OK, you've soaked your chips, now you put them in the smoker pan, in about 1/4 inch of water or liquid. I've found a bottle of beer fills up the pan nicely, so here's what I do. I just pour a bottle of beer into the pan, and then add the chips, and let them soak right in the pan for 30 or more minutes. After that, you heat them up until they begin to smoke. Then, you place the tray over the chips, and put the cooking rack on top of the tray. Your food that you want to smoke goes on the rack, and then you slide the cover on, and lock it down, and cook your food for 30 minutes or less.
I've done chicken breast, halibut filets, pork tenderloin and roast, turkey roast, and steaks in this smoker, and they've all turned out wonderfully. My friend has done salmon, pork, and shrimp, and hers turned out perfectly, too. I've also done pork ribs, and they take longer to get done the way I like them. I've cooked them two hours, and they come out tender and wonderful. Of course, if you cook something that long, you have to add more liquid and chips.
Now to my personal preferences. I don't use the wood chunks, I use the small chips that look more like sawdust. I like the way they smoke better, they smoke more quickly, and are MUCH easier to clean out of the pan after you're done smoking.
I also use beer or wine to soak the chips, and as the liquid in the pan. I've found it adds more flavor to the meats as it steams away, and they chips begin to smoke. I don't heat up the chips until they are smoking, like the directions say, especially when I'm in a hurry. I've found the steaming helps keep the meat tender and juicy, and it boils away pretty fast, so you still get the smoke and smoky flavor from the chips.
I brown or sear my meat before I put it in, in most cases. Your meat isn't going to get brown or crispy in the smoker, because the lid slides on and locks in place, keeping in the steam and the smoke, for the most part.
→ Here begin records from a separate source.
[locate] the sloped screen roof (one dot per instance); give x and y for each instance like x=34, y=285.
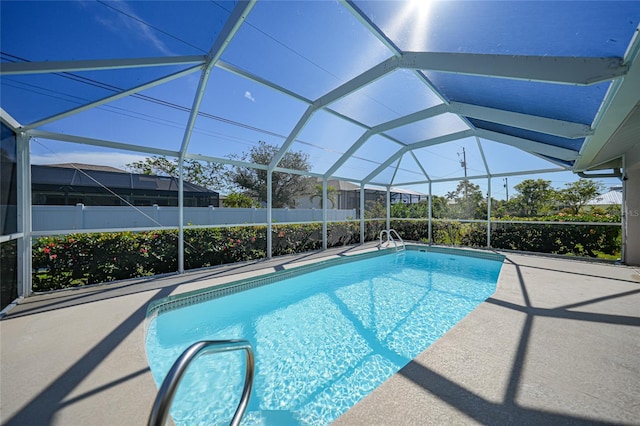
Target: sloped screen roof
x=371, y=90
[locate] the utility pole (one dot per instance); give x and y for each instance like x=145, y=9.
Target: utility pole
x=506, y=185
x=463, y=162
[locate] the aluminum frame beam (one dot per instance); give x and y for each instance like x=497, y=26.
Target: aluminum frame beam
x=8, y=119
x=112, y=98
x=620, y=100
x=22, y=68
x=529, y=145
x=549, y=126
x=581, y=71
x=231, y=27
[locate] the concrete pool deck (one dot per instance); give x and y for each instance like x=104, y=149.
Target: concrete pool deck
x=558, y=343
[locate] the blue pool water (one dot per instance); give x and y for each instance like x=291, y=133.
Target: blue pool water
x=322, y=340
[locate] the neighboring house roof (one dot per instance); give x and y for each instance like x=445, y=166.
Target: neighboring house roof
x=63, y=176
x=614, y=196
x=82, y=166
x=342, y=185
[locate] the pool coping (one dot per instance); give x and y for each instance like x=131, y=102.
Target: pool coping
x=177, y=301
x=557, y=342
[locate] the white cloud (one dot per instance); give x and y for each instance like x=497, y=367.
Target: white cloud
x=113, y=159
x=129, y=25
x=249, y=96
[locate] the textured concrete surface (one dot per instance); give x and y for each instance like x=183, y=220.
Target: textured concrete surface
x=558, y=343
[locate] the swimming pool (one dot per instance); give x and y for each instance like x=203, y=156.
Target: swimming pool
x=323, y=340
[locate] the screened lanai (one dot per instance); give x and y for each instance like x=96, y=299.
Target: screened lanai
x=376, y=93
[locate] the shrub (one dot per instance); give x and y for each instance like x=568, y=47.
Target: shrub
x=80, y=259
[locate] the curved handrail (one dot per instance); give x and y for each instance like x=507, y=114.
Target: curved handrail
x=163, y=401
x=390, y=238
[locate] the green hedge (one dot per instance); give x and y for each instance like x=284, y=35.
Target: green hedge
x=80, y=259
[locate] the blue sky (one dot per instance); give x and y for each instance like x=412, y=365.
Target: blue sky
x=302, y=56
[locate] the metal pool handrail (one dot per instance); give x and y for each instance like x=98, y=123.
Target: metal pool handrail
x=390, y=237
x=163, y=401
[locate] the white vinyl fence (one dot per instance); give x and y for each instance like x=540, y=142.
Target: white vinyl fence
x=51, y=218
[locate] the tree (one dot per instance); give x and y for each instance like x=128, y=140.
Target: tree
x=533, y=198
x=576, y=194
x=332, y=194
x=468, y=201
x=236, y=199
x=286, y=186
x=207, y=174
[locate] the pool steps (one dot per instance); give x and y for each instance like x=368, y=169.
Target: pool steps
x=197, y=296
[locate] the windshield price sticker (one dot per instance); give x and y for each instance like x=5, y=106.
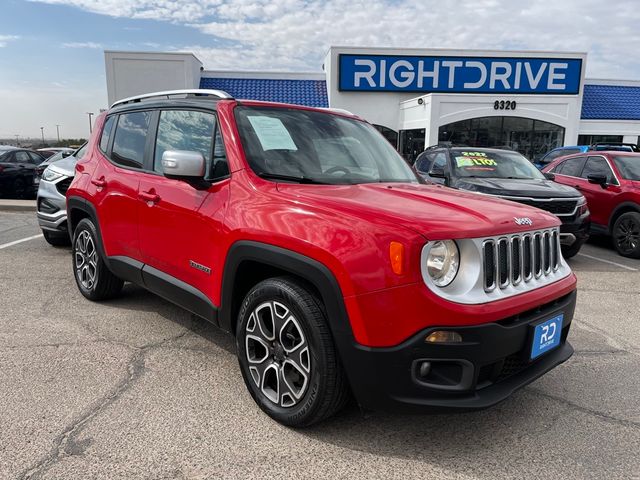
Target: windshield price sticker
x=272, y=133
x=469, y=159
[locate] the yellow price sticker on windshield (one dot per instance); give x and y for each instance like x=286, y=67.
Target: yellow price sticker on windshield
x=469, y=161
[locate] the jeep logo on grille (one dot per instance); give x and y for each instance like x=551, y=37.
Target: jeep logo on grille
x=523, y=221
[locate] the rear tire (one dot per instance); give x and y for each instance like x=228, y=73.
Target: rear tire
x=626, y=235
x=56, y=239
x=286, y=354
x=95, y=281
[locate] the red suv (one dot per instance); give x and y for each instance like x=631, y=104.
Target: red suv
x=303, y=233
x=610, y=181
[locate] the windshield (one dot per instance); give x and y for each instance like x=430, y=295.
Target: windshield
x=628, y=166
x=315, y=147
x=492, y=164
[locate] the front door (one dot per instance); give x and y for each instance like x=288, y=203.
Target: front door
x=181, y=225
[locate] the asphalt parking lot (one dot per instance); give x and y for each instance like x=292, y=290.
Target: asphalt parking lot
x=138, y=388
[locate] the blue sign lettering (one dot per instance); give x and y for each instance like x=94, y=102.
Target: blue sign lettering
x=381, y=73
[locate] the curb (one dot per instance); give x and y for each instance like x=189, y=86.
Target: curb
x=18, y=205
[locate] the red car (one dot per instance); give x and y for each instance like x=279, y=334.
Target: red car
x=303, y=233
x=610, y=181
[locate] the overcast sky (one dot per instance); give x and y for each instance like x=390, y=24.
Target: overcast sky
x=52, y=60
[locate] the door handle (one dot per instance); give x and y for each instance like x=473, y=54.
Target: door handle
x=100, y=182
x=151, y=197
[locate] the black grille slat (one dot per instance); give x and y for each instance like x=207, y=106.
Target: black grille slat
x=503, y=262
x=516, y=264
x=558, y=207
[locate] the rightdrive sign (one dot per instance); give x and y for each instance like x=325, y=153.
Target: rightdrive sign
x=449, y=74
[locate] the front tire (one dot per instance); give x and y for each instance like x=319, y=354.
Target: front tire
x=287, y=355
x=626, y=235
x=95, y=281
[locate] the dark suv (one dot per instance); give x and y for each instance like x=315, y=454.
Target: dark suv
x=509, y=175
x=611, y=183
x=305, y=234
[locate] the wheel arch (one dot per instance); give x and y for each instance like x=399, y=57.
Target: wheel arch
x=621, y=209
x=249, y=262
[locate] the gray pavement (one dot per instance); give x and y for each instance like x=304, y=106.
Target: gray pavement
x=138, y=388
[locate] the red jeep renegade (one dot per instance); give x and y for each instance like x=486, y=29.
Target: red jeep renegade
x=303, y=233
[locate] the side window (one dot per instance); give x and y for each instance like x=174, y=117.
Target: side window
x=597, y=166
x=80, y=153
x=22, y=157
x=106, y=134
x=130, y=138
x=571, y=167
x=184, y=130
x=219, y=164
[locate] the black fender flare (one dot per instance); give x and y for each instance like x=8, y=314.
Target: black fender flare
x=310, y=270
x=623, y=205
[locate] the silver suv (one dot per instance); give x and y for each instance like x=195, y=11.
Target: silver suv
x=52, y=202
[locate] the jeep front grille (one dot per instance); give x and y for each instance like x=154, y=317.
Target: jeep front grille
x=512, y=259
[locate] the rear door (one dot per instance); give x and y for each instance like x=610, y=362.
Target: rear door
x=601, y=201
x=181, y=225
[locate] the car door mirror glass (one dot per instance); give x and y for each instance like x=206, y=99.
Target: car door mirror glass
x=183, y=164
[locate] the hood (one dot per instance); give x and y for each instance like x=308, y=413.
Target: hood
x=517, y=187
x=66, y=166
x=434, y=211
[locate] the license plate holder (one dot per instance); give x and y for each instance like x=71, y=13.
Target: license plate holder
x=546, y=336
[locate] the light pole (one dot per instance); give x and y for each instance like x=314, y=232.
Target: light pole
x=90, y=126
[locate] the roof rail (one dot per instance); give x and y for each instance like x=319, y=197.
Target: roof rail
x=168, y=93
So, if you like brown meat, then sear it before hand. It only takes a couple of minutes, and the results are more appetizing, at least I think so, anyway.
This is really a quick way to cook a lot of different meats. Most that I've done only take 15 to 20 minutes, with the ribs being the exception to that. If you pre-soak your chips, you could throw them in the smoker when you come home from work, heat them up while you're searing the meat, and have your main course in about 20 minutes. Since my rice cooker takes just about the same amount of time to cook a batch of rice, I make a batch at the same time, and in 20 minutes, dinner. This has been a lifesaver for me, since my husband has a new job with really unpredictable hours. I can still make a decent dinner, and have it ready when he walks in the door.
Clean up with this isn't that hard. You spray the cooking rack and tray with cooking spray, and line the tray with aluminum foil, so they are a breeze. The lid, rack, and tray all fit in the dishwasher, so you can be sure they are clean. The whole unit is stainless steel, so it cleans up well. The only hard part is the pan, but after a while, the smoked chips just kind of form a crust. You can't get it off, it was even on Emeril's on TV, he showed it to the camera. So, I don't worry anymore, and figure it's "seasoning" the pan.
I love this smoker, and use it at least once a week. It's one of the cheapest "appliances" in my kitchen, and one that gets a lot of use. If you try one, I'm sure you'll be pleased and surprised. My friend really only thought she'd use it once in a while, and was surprised that she wanted to use it more than that. She's really pleased with it, and so am I! I'm sure you will be too, and besides that, it's FUN to use!